米国債:下落、2年債利回り6月来の高水準-統計で利上げ観測

5日の米国債は下落。2年債利回りは一時6月以来の高水準をつけた。朝方発表された米非製造業景況指数が約1年ぶりの高水準となり、米利上げ観測が高まった。

  米国債利回りは4日続伸。トレーダーが織り込む年内利上げの確率は8月以来の最高に上昇した。米供給管理協会(ISM)が発表した9 月の非製造業総合景況指数は昨年10月以来の高水準になった。前月は下げていた。これを受けてイールドカーブはフラット化した。

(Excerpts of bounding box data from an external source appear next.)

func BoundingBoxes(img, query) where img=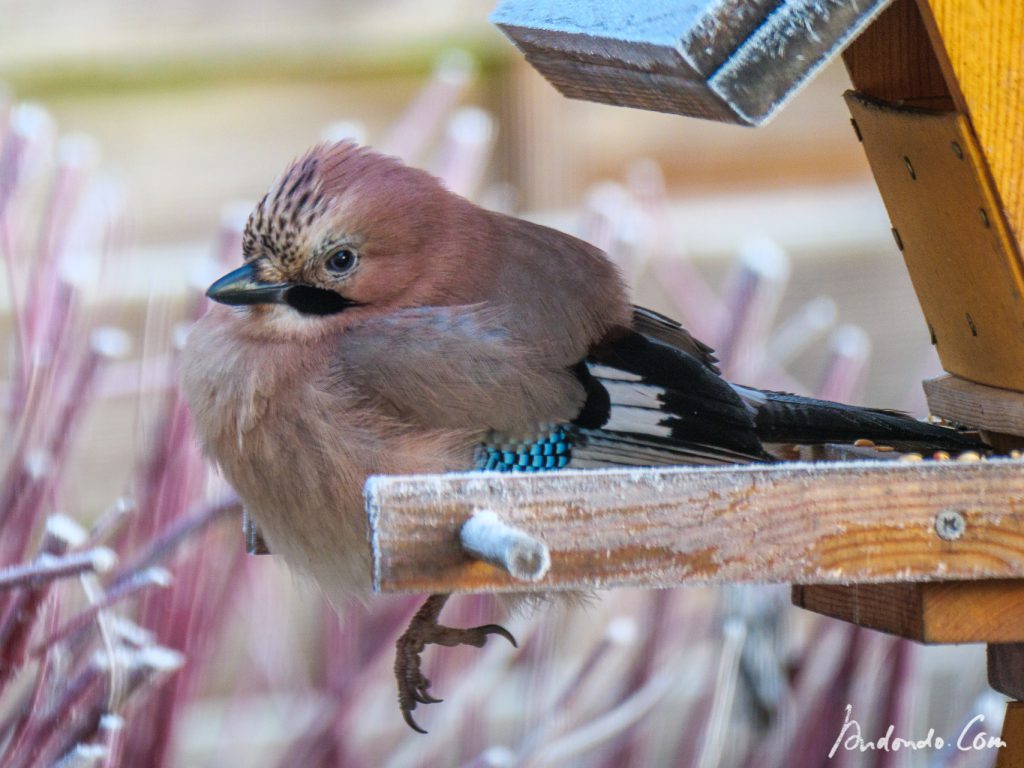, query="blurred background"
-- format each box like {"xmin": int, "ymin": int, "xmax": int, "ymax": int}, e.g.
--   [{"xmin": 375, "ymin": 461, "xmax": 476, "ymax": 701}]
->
[{"xmin": 0, "ymin": 0, "xmax": 1001, "ymax": 766}]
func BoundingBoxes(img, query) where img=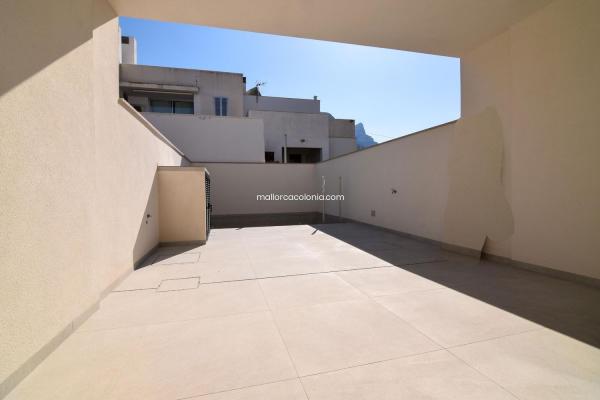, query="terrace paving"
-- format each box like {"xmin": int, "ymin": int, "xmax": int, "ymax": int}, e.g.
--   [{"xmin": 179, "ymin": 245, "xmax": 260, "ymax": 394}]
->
[{"xmin": 8, "ymin": 223, "xmax": 600, "ymax": 400}]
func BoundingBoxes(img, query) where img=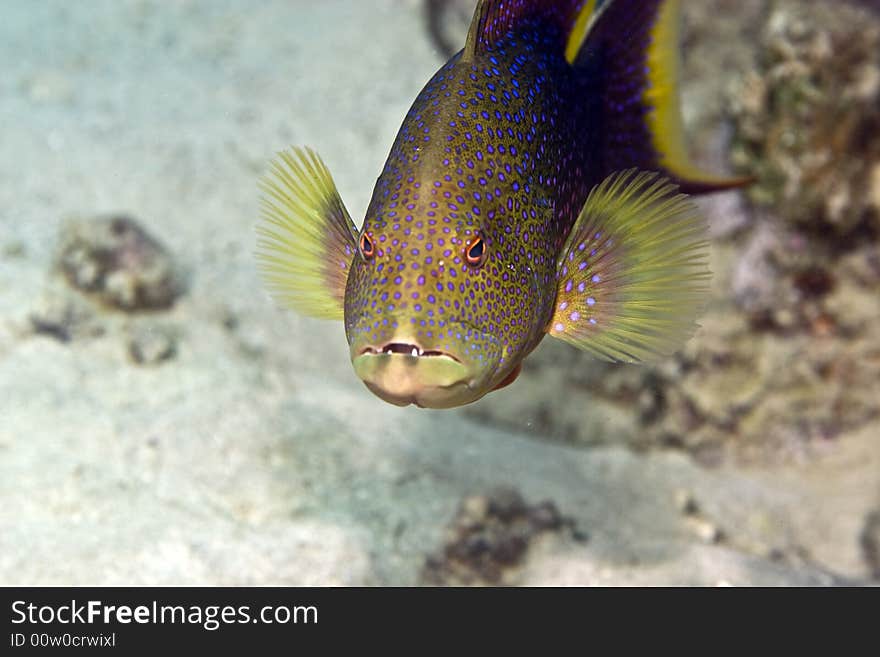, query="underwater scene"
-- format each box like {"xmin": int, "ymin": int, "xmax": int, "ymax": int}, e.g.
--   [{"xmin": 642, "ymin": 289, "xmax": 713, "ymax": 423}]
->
[{"xmin": 0, "ymin": 0, "xmax": 880, "ymax": 586}]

  TDセキュリティーズの世界金利戦略責任者プリヤ・ミスラ氏は「ISM統計発表直後の反応を見ると、利回りが上昇し、イールドカーブがフラット化した。いずれも利上げを再度織り込んでいることを示している」と述べ、「非製造業統計は経済の大半が非製造業であることを考えると、より重要な統計だ。第3四半期の景気が堅調であることを示している」と続けた。

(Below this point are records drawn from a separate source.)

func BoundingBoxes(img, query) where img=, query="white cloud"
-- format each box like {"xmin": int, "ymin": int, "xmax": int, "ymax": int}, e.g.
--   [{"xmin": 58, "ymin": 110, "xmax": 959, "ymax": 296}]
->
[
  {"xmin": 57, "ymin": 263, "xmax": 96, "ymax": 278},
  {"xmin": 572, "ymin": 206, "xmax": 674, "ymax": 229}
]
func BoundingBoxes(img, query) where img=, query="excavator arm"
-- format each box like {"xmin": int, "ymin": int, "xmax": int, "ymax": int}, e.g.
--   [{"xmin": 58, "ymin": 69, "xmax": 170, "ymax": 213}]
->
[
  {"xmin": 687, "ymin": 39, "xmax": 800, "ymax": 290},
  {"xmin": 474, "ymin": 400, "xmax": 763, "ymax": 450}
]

  ブルームバーグ・ボンド・トレーダーによれば、ニューヨーク時間午後5時現在、2年債利回りは前日比1ベーシスポイント(bp、1bp=0.01%)上昇の0.83%。一時は0.85%と、日中では6月3日以来の高水準となった。同年債価格(表面利率0.75%、償還期限2018年9月)は99 27/32。10年債利回りは2bp上昇して1.7%だった。

  ブルームバーグがまとめた先物データによれば、年末までの利上げは約64%が織り込まれている。来月の連邦公開市場委員会(FOMC)で引き上げられる確率は24%となっている。

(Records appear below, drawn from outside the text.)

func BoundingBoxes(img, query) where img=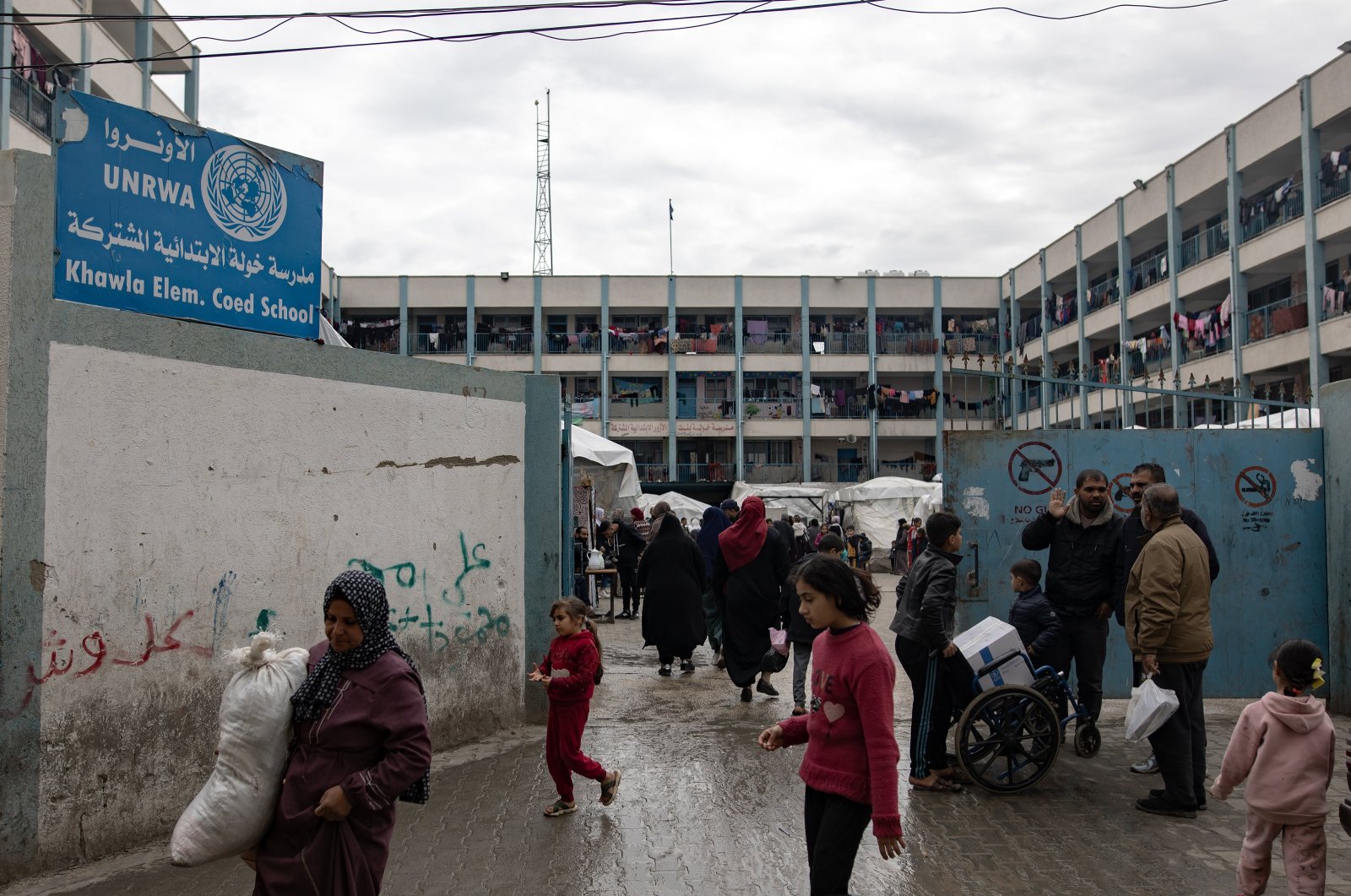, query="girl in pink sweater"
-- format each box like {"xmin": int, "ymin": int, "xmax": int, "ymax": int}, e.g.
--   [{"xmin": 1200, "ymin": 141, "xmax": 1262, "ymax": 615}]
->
[
  {"xmin": 1211, "ymin": 641, "xmax": 1336, "ymax": 896},
  {"xmin": 759, "ymin": 554, "xmax": 905, "ymax": 896}
]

  JPモルガン・チェースは米10年債利回りが1月以来となる2%台に上昇する可能性があると予想し、ゴールドマン・サックス・グループと同様の見方を示した。

  JPモルガンのストラテジスト、ジェイ・バリー氏らは4日の顧客向けリポートで、「成長見通しの改善が引き続き10-12月(第4四半期)の金利先高観を支える」と分析。「10年債利回りは2%まで上昇する可能性があると考えられる」と記した。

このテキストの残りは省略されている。